3 min read

CUNY Research Team Unveils Storm Resiliency Ideas For Jamaica Bay

CUNY Research Team Unveils Storm Resiliency Ideas For Jamaica Bay
Image courtesy of CUNY / Structures of Coastal Resilience.
Image courtesy of CUNY / Structures of Coastal Resilience.

After a year of research, a team led by City University of New York (CUNY) associate professor of landscape architecture Catherine Seavitt Nordenson has completed a proposal for an “adaptable framework for a resilient Jamaica Bay.” If implemented in any way, these ideas could not only prevent major flooding, but manage the overall risk of damage to both the coastal environment and the urban environments within.

Nordenson’s team’s proposals are part of a larger project called the Structures of Coastal Resilience (SCR), funded by funded by the Rockefeller Foundation and involving a larger team of four East Coast universities (Princeton, Harvard, and the University of Pennsylvania) that studied and proposed coastal resiliency designs. The other areas studied were Narrangansett Bay, Rhode Island; Atlantic City, New Jersey, and Norfolk, Virginia.

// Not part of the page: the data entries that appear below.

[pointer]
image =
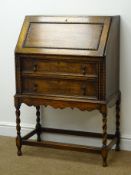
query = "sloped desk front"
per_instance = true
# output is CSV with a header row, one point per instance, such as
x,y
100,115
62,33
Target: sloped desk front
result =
x,y
68,62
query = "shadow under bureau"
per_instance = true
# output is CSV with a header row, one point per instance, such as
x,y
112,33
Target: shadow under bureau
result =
x,y
68,61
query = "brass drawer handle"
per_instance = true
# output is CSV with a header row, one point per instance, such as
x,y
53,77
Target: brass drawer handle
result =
x,y
35,87
83,69
83,88
35,67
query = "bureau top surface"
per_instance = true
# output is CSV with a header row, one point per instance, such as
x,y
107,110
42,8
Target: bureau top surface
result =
x,y
65,35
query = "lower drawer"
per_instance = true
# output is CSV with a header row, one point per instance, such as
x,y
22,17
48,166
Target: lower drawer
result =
x,y
60,87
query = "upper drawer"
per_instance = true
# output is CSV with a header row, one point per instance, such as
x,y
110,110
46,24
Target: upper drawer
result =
x,y
65,67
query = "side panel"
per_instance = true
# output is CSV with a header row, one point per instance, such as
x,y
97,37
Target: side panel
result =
x,y
112,59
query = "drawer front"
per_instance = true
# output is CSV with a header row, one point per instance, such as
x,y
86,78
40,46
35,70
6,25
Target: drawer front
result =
x,y
66,67
60,87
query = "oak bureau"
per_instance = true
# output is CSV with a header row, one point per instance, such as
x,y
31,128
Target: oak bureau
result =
x,y
68,61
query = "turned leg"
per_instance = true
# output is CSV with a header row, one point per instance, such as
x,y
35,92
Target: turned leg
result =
x,y
104,150
118,124
38,125
18,128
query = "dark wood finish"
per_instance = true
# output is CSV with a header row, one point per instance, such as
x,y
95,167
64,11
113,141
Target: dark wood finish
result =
x,y
118,123
77,133
69,62
38,125
64,146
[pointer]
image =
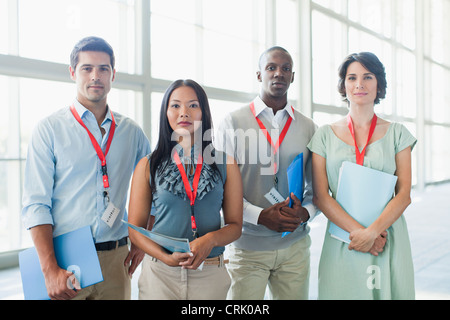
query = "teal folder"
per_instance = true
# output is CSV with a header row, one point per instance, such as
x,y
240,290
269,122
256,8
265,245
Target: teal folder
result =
x,y
295,181
363,193
75,251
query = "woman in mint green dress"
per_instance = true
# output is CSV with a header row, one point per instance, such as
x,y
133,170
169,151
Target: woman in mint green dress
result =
x,y
377,264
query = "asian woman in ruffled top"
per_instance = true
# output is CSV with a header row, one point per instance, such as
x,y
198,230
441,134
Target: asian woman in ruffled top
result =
x,y
196,193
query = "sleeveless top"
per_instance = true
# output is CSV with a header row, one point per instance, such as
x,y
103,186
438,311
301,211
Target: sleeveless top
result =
x,y
173,212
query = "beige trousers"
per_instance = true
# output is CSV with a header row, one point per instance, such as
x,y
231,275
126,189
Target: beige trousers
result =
x,y
116,284
159,281
285,271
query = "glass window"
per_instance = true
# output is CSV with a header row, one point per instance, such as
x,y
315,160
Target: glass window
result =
x,y
375,15
327,54
180,10
437,84
223,17
438,23
232,67
69,21
438,153
9,121
10,206
322,118
405,18
175,54
4,28
39,99
405,85
335,5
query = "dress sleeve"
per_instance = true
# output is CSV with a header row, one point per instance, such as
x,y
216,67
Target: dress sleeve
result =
x,y
318,142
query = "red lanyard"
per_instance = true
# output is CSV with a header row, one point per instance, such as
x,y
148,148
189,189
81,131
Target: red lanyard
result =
x,y
97,148
191,193
266,133
360,155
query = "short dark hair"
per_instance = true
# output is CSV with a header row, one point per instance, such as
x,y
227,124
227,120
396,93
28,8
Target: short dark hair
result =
x,y
369,61
91,44
274,48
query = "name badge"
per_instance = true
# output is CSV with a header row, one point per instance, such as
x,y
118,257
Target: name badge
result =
x,y
273,196
110,214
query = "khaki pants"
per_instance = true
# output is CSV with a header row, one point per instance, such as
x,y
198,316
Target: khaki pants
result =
x,y
159,281
286,271
116,284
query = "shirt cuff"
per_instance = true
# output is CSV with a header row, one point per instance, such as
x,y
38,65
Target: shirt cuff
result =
x,y
311,210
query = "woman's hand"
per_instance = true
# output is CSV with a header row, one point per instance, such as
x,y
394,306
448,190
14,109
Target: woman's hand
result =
x,y
200,250
379,244
362,239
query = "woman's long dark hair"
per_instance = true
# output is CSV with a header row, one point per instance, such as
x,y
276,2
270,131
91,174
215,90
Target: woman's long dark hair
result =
x,y
162,153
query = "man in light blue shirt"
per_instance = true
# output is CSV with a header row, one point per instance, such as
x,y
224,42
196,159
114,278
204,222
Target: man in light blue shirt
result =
x,y
67,185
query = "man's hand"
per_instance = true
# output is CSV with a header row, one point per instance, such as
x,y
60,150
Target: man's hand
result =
x,y
281,218
297,209
61,284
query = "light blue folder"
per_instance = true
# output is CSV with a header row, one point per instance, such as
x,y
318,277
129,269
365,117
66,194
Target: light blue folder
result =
x,y
75,251
295,181
363,193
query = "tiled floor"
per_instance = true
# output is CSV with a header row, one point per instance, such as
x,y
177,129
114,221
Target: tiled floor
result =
x,y
428,219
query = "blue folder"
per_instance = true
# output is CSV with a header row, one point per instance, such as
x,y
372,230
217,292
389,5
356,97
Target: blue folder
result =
x,y
75,251
295,180
363,193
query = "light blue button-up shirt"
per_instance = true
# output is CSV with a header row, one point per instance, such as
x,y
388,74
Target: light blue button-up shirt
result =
x,y
63,183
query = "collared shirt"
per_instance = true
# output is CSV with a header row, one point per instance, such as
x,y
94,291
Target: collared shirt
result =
x,y
225,142
63,183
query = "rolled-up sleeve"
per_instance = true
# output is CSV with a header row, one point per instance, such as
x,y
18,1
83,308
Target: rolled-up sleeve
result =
x,y
39,178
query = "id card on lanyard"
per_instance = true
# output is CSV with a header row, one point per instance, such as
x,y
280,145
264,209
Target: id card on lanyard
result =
x,y
111,212
190,192
360,155
269,138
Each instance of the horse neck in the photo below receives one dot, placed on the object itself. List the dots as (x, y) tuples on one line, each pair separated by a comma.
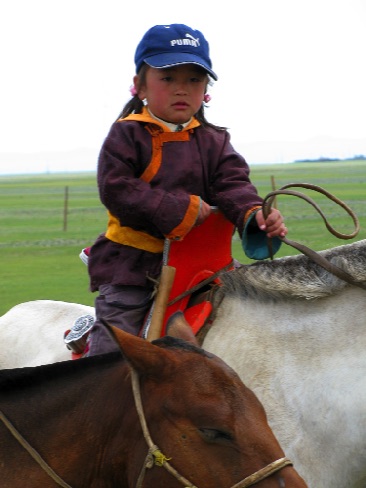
[(93, 406)]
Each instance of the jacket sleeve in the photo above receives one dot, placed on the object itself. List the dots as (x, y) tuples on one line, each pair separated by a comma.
[(124, 155)]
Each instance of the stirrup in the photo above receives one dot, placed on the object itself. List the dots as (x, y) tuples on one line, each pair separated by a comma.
[(75, 338)]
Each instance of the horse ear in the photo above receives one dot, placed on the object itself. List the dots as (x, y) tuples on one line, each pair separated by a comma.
[(177, 326), (140, 353)]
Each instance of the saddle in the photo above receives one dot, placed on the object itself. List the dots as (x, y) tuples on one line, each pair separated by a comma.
[(198, 259)]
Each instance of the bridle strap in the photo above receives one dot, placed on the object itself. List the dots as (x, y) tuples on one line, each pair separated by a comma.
[(263, 473), (313, 255), (154, 456)]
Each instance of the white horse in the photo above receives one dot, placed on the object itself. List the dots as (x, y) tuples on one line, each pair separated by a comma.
[(295, 334)]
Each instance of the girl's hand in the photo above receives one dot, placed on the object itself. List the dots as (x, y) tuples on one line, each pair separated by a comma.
[(273, 225)]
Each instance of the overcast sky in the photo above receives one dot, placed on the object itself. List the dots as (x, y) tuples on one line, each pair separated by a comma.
[(291, 73)]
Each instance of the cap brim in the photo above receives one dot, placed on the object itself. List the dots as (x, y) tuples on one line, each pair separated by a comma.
[(166, 60)]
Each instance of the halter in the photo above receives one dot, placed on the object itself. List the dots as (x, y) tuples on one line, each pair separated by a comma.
[(154, 456)]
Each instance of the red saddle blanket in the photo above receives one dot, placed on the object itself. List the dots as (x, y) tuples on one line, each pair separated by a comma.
[(201, 254)]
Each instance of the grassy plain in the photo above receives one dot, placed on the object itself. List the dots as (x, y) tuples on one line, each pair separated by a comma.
[(40, 241)]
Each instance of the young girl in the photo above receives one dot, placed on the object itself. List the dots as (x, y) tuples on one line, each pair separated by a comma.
[(161, 168)]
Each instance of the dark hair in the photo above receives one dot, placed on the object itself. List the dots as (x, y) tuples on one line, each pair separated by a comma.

SCR’s Jamaica Bay proposals include three strategies:

  1. “the improvement of water quality and hydrologic flow and circulation throughout the bay,”
  2. “the enhancement of coastal verges at back-bay communities, and
  3. “the development of atoll terraces through bay nourishment and sediment capture via the natural processes of an “island motor” at the salt marsh islands.”
flow and circulation strat
The Flow and Circulation strategy takes the form of a tidal marsh inlet, an overwash plain, or a flushing tunnel, depending on the existing local context.
Verge Enhancement strat


Verge Enhancement may simply increase the height of existing high ground through an earthen berm, tie into existing infrastructure, or become an integrated hard structure at certain locations.

Jamaica Bay Marsh Atoll Terraces strat


The Atoll Terraces are established within existing shallow intertidal areas, allowing for sediment deposition and bay nourishment to increase the marsh island footprint as well as encourage fringe marsh development at appropriate zones along the perimeter of the Bay.

The CUNY/SCR study comes on the heels of a $19.5 million North Atlantic Coast Comprehensive Study by the U.S. Army Corps of Engineers (USACE) which includes “nature-based features — among them dunes, oyster and coral reefs, barrier islands, maritime forests, and wetlands.”

According to Nordensen, these features in the USACE study “marks a radical paradigm shift, [meaning] it’s not about flood control any more, nor is it about flood protection. Now, the concern is management of risk, hence the adoption of coastal storm risk management as the new guiding nomenclature.”

USACE’s focus on nature-based resiliency is also a pat on the back, of sorts, for CUNY/SCR’s work, she said.

One post-Sandy USACE report argues that recent marsh island restoration projects at Jamaica Bay effectively reduced the potential for erosion that threatens the critical infrastructural evacuation route provided by the Cross Bay Boulevard’s North Channel Bridge.
This speaks to our contention that the future success of the marsh islands is truly an infrastructural argument, rooted in plant morphology. With wetter and warmer climates coming, the nature of the plantings too calls for further exploration — imagine plant selections that are truly resilient, including submerged aquatic vegetation and low marsh species that tolerate these warmer waters.